The Advantages of Hydroforming

Hydroforming is similar to the conventional deep-drawing technique, but has significant advantages for the formed part and keeps the tooling costs and hence the component production costs low.

The Advantages of Hydroforming - Fluid Forming Americas

Conventional Deep-Drawing

Conventional deep-drawing method - Fluid Forming Americas
  • strong local thinning of the material
  • inhomogeneous distribution of material thicknesses
  • less internal stress of the formed part

Hydroformed with the FB25

Hydroformed with the FB25 - Fluid Forming Americas
  • less internal stress and less tendency to return to its original shape
  • homogeneous strength and less amount of waste
  • high dimensional accuracy

Surfaces

Since the metal sheet is deformed using a pressurized fluid instead of a conventional deep-drawing die, the surface is not in direct contact with any tool that may lead to surface damage.

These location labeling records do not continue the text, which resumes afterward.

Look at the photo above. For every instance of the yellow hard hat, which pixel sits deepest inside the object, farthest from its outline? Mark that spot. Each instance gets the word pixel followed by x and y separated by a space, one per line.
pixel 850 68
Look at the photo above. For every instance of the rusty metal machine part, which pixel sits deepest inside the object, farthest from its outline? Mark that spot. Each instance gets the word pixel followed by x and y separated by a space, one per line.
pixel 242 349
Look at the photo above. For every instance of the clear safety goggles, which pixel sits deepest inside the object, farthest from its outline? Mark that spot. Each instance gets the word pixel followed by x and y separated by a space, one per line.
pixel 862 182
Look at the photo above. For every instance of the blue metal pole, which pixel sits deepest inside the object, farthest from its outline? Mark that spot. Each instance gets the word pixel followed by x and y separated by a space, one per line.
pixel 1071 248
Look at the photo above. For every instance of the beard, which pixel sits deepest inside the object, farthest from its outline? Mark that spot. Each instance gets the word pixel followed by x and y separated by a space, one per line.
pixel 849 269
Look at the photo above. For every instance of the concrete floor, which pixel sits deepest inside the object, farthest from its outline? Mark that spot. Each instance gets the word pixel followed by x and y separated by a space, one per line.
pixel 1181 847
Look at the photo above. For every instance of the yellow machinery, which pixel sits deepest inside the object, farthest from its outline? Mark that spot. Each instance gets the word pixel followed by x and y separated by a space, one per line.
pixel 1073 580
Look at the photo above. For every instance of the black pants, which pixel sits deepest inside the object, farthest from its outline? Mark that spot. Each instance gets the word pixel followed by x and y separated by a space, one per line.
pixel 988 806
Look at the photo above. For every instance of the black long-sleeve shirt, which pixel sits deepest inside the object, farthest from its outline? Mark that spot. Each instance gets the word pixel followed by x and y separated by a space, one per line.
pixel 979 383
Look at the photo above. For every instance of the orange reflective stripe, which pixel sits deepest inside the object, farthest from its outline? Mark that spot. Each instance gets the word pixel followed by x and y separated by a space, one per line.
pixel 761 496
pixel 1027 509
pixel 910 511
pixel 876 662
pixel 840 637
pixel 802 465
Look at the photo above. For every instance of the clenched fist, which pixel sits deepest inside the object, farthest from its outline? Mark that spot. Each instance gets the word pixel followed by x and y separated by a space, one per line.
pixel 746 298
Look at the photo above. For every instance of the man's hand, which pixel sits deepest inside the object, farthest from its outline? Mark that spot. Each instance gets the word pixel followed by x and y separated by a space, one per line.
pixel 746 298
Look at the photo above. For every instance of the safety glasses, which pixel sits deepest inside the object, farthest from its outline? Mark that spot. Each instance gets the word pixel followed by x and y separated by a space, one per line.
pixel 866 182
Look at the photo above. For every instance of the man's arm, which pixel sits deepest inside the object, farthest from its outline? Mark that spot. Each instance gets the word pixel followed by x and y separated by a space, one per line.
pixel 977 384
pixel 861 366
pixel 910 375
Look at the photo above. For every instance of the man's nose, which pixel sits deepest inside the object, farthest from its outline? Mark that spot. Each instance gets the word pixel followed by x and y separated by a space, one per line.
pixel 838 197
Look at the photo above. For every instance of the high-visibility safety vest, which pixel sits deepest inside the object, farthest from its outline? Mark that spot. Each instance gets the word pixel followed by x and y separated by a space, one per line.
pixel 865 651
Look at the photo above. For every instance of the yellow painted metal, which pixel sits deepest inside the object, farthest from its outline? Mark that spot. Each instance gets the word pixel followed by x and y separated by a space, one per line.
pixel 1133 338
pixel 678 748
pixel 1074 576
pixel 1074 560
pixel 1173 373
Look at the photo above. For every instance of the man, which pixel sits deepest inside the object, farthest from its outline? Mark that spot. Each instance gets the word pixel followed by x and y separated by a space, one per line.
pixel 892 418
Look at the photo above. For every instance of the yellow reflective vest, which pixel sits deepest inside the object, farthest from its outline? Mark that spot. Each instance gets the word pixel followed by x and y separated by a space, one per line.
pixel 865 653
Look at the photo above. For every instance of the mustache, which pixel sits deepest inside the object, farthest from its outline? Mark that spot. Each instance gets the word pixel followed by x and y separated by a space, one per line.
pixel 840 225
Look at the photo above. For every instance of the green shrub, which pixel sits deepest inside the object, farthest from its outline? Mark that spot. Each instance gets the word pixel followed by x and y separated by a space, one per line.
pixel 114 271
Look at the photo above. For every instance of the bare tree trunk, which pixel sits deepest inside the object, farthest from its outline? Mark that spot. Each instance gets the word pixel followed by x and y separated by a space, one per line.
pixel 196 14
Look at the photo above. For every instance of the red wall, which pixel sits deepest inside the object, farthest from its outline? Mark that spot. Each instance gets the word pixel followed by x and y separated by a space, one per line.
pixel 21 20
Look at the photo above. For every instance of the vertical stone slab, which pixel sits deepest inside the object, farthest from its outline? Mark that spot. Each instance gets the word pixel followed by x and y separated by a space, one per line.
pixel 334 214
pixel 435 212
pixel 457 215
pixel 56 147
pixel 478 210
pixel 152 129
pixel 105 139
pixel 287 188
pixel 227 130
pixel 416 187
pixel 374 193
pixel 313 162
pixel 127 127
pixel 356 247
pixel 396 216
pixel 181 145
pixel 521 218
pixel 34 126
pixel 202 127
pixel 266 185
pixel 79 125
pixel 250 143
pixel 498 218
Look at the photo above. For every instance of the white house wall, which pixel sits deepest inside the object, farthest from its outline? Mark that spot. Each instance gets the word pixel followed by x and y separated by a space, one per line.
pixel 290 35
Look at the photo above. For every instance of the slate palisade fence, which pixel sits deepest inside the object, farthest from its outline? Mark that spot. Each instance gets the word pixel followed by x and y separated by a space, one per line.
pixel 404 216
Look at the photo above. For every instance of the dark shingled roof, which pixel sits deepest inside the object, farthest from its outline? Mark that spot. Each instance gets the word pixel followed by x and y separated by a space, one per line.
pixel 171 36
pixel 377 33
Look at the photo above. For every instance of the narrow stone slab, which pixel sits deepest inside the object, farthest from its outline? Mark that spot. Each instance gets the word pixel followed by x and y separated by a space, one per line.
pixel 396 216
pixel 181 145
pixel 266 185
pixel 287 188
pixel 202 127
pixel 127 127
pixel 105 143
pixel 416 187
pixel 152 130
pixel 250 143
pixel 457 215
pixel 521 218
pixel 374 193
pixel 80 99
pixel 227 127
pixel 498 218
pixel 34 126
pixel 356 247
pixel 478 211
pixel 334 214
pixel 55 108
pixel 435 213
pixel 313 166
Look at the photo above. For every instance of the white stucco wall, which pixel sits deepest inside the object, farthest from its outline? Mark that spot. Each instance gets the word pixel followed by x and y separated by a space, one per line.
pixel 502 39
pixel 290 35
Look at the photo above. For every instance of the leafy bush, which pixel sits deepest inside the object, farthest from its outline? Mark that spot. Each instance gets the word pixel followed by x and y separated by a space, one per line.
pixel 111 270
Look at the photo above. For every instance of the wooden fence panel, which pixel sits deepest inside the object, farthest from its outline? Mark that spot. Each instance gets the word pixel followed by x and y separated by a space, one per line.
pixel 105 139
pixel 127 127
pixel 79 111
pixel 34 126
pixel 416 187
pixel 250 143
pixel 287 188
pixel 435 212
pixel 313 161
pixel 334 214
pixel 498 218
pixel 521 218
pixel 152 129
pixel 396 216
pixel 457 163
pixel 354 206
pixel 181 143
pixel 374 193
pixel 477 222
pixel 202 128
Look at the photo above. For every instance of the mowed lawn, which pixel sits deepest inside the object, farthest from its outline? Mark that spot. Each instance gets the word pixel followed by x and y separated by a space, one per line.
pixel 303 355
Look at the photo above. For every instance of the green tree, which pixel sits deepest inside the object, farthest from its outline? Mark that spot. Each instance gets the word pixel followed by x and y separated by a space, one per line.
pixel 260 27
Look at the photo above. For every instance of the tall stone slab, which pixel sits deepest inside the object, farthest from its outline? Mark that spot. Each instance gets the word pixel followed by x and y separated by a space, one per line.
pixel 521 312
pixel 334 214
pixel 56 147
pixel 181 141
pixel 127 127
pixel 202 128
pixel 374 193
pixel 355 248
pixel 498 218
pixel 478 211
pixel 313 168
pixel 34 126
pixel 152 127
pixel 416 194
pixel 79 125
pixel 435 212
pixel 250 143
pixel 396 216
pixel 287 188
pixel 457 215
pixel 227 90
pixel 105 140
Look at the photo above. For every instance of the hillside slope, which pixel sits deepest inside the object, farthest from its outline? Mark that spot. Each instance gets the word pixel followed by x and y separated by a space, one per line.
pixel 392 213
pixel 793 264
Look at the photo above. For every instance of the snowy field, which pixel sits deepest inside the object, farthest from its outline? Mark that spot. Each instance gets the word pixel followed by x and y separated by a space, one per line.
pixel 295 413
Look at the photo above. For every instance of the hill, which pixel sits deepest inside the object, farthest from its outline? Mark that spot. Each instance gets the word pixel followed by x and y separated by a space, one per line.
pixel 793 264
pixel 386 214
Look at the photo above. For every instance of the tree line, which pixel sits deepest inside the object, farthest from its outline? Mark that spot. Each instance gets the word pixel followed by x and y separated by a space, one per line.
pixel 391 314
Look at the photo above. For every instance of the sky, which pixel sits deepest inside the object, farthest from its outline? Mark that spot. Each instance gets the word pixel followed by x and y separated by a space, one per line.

In the hydroforming process, the metal sheet only comes into contact with the tool when the maximum required forming pressure is reached. This results in excellent surface quality of the formed parts.

Hydroforming Surfaces Fluid Forming Americas

Engineering materials

The hydroforming process allows you to use the complete spectrum of all ductile and malleable materials.

No matter if you are using steel sheets, stainless steel, special alloys, aluminium, copper, brass or titan: for all of them, optimum degrees of deformation can be achieved.

Metal sheet thicknesses range from 0.05 to 6 mm. Specifically for very thin metal sheets, the possibilities of hydroforming are far superior to those of conventional forming techniques.

Savings in tooling costs of up to 80 %

Low tooling costs are a great advantage of the hydroforming process using the FormBalancer. Tooling costs are reduced to 50% by the fact alone that only the negative moulding tool is needed. Further savings are generated by no longer needing hold-down devices and guide way systems. Due to the possibilities of forming complex geometries with only one tool, upstream machining operations can often be omitted, which in most cases reduces tooling costs to only 20% compared to those of conventional deep-drawing tools.